Calcineurin can activate protective and toxic substrates in yeast. (A) The HiTox yeast strain was spotted onto plates containing uninducing media (SD −Leu; vector, hph1, slm2, or crz1 selective; Lower) and replica plated in threefold serial dilutions onto α-syn–inducing plates containing selective media and SGal −Leu (Upper). (B) Peak intensity of phosphopeptide ENVD(phospho)SPR from Slm2p relative to control using SRM-mass spectrometry after phosphopeptide enrichment as described (66). Error bars reflect biological and technical variability. *P < 0.05 (Student t test). (C) Similar spotting assays as described in A but onto plates containing uninducing media [SD −Leu; slm2, slm2-AEFYAE (unable to bind calcineurin) selective; Lower] and replica plated in threefold serial dilutions onto α-syn–inducing plates containing selective media and SGal −Leu (Upper). (D) Real-time PCR for the TORC2-dependent genes ylr194c and dia1 in control and HiTox yeast strains in the presence of slm2 or a low dose of FK506 (25 μg/mL). (E) Peak intensity of phosphopeptide MDSANS(phospho)SEKISK from Crz1p relative to control using SRM-mass spectrometry after phosphopeptide enrichment as described (66).

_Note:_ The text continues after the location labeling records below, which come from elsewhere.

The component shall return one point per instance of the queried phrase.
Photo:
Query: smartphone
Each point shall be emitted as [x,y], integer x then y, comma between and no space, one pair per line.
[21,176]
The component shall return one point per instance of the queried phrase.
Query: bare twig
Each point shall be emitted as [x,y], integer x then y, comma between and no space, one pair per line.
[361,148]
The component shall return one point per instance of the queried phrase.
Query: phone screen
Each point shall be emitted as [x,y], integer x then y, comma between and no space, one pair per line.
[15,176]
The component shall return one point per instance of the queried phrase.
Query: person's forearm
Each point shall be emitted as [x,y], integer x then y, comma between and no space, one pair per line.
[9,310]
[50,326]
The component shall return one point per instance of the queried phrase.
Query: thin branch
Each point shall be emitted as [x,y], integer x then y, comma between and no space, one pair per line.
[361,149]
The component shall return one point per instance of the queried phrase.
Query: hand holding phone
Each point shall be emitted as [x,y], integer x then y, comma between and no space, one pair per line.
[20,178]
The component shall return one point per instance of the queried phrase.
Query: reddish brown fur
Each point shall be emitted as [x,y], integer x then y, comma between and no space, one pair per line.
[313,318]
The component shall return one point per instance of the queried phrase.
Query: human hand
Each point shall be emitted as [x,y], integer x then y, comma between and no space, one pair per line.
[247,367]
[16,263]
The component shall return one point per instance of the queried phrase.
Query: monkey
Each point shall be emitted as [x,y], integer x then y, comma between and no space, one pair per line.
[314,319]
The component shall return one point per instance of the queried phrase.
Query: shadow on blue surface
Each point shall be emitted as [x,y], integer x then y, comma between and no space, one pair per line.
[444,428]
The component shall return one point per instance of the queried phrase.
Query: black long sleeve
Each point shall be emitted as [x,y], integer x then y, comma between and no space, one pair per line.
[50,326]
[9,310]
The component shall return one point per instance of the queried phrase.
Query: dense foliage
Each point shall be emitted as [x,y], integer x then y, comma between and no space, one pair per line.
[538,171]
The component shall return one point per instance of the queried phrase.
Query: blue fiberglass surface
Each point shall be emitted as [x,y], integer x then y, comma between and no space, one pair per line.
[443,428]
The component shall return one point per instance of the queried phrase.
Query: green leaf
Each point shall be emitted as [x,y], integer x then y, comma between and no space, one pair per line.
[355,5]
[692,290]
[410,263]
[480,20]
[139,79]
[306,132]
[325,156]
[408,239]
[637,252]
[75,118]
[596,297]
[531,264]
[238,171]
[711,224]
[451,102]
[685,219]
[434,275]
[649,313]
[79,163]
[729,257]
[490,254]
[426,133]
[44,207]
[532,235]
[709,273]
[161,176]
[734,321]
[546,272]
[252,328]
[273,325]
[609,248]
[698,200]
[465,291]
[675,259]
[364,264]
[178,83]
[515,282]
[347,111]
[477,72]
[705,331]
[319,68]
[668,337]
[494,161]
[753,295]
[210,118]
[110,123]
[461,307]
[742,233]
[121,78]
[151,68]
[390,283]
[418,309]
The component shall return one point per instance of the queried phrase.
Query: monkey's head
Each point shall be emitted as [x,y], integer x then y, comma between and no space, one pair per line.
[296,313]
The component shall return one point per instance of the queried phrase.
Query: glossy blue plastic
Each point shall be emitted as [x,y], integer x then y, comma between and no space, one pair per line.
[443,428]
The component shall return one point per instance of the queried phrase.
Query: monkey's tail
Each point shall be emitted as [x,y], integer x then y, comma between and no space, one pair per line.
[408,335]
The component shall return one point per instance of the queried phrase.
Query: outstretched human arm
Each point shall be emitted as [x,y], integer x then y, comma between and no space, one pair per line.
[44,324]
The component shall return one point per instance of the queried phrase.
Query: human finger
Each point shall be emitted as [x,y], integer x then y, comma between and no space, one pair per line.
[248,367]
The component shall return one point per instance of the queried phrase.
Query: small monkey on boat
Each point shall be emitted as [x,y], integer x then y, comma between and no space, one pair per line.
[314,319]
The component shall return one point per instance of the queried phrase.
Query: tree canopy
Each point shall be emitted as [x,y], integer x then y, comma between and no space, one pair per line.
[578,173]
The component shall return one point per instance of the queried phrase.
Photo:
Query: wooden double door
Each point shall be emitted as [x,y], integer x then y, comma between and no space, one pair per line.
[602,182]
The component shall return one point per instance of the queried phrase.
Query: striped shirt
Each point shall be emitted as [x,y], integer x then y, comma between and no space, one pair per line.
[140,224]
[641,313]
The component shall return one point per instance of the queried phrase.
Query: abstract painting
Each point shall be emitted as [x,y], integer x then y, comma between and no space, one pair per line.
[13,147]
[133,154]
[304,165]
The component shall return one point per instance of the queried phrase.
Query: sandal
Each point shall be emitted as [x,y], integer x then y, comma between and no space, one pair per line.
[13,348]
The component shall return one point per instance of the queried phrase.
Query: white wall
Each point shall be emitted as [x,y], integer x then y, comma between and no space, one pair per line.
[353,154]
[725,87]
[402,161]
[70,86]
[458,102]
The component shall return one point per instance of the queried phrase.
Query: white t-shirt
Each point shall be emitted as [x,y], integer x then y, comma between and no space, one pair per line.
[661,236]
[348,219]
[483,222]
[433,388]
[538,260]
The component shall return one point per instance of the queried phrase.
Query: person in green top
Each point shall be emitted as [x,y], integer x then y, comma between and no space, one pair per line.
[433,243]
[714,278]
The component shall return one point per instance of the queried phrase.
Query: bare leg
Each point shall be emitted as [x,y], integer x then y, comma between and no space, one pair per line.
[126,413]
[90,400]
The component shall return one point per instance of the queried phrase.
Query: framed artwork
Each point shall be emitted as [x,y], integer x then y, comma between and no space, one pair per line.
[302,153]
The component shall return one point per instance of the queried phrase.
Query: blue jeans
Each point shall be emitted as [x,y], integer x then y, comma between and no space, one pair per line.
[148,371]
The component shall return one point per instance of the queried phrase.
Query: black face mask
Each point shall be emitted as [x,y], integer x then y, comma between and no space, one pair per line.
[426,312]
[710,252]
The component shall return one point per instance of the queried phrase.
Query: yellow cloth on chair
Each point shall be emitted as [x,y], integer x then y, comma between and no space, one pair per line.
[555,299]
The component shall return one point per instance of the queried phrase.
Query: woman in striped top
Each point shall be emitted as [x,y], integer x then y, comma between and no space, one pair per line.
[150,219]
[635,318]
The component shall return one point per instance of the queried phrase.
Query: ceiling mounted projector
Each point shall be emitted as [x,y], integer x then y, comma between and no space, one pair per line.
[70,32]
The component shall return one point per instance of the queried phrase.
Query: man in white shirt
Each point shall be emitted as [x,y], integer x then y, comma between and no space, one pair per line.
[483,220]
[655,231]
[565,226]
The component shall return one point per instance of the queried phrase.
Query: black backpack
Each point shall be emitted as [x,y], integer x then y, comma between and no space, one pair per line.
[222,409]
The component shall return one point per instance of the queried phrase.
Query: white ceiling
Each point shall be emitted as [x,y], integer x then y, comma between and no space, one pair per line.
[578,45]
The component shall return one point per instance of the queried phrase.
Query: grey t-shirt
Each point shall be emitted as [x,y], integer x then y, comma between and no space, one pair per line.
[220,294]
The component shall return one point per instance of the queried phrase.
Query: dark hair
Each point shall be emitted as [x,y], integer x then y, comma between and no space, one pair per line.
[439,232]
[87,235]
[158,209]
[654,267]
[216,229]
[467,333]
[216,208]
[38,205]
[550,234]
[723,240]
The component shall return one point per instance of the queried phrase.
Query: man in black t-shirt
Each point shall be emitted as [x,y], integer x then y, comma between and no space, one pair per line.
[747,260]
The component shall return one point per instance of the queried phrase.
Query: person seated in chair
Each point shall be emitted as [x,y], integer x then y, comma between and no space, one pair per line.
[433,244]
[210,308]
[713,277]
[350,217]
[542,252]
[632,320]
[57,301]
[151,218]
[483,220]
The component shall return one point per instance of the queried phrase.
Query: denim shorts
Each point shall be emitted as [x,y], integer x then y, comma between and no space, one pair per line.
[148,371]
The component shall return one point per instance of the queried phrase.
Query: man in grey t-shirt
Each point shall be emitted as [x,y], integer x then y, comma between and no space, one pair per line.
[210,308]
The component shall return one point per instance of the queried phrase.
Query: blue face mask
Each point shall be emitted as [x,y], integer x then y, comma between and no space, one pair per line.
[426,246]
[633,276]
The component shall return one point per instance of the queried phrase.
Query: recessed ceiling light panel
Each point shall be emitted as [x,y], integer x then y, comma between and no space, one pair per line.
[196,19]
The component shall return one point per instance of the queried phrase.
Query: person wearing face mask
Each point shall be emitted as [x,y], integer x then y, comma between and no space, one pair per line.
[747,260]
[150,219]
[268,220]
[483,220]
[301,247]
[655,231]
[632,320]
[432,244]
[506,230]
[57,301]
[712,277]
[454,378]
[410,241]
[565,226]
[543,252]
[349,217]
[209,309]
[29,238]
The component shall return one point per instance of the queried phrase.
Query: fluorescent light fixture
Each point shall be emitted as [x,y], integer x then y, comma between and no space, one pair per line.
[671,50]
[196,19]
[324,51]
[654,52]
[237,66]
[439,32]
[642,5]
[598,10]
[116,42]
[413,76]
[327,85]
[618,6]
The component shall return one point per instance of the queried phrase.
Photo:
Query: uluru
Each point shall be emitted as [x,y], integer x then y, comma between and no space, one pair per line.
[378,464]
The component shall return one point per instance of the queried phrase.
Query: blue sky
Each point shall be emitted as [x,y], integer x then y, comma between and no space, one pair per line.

Error bars reflect technical variability. *P < 0.05 (Student t test). (F) The HiTox yeast strain was spotted onto plates containing uninducing media [SD −Leu; vector, crz1, PVIVIT-crz1 (high affinity to calcineurin) selective; Lower] and replica plated in threefold serial dilutions onto α-syn–inducing plates containing selective media and SGal −Leu (Upper) in the presence and absence of crz1 (crz1Δ). (G) β-Glactosidase luminescent assay for control and HiTox strains harboring a reporter for crz1p-dependent transcriptional activity in the presence and absence of 25 μg/mL FK506, calcineurin (cnb1Δ), and/or BSCaM_IQ.

Fig. 5.

Calcineurin substrates in α-syn transgenic mice. (A) Western blot for phosphoserine 657, PKCα from brain lysates of 12-mo-old α-syn transgenic mice. PKCα serves as loading control. (B) Immunohistochemistry for NFATc4 in neurons from the mitral cell layer in the olfactory bulb of 13-mo-old α-syn transgenic mice and control (C) mice (Upper). Immunohistochemistry for NFATc3 in glia from the internal plexiform layer in the olfactory bulb of 13-mo-old α-syn transgenic. Immunohistochemistry for glial fibrillary acid protein (GFAP) for normal and reactive astrocytes in the internal plexiform layer of the olfactory bulb. Similarly, immunostaining for Iba-1 from normal and activated microglia in the nodules of the internal plexiform layer of the olfactory bulb of α-syn transgenic mice. Error bars reflect variability between two sections analyzed from a total of five animals in each group. *P < 0.05 (Student t test).

Fig. 6.

NFATc4 nuclear expression is increased in cases of PD and DLB. Immunohistochemistry for NFATc4 staining in neurons from the substantia nigra pars compacta, hippocampus area CA3, and layers 5 and 6 of the frontal cortex in human PD and DLB cases. An average of two sections from five control (C) and eight diseased cases were analyzed. Nuclear staining was scored by a neuropathologist. Scoring: 0, no nuclear staining; 1, scattered positive nuclei; 2, positive nuclear <30% of neurons; 3, positive nuclei focally >30% of neurons. n, neuronal nucleus; nm, neuromelanin; nuc, nucleolus. (Scale bar, 50 μm.) *P < 0.05 (Student t test).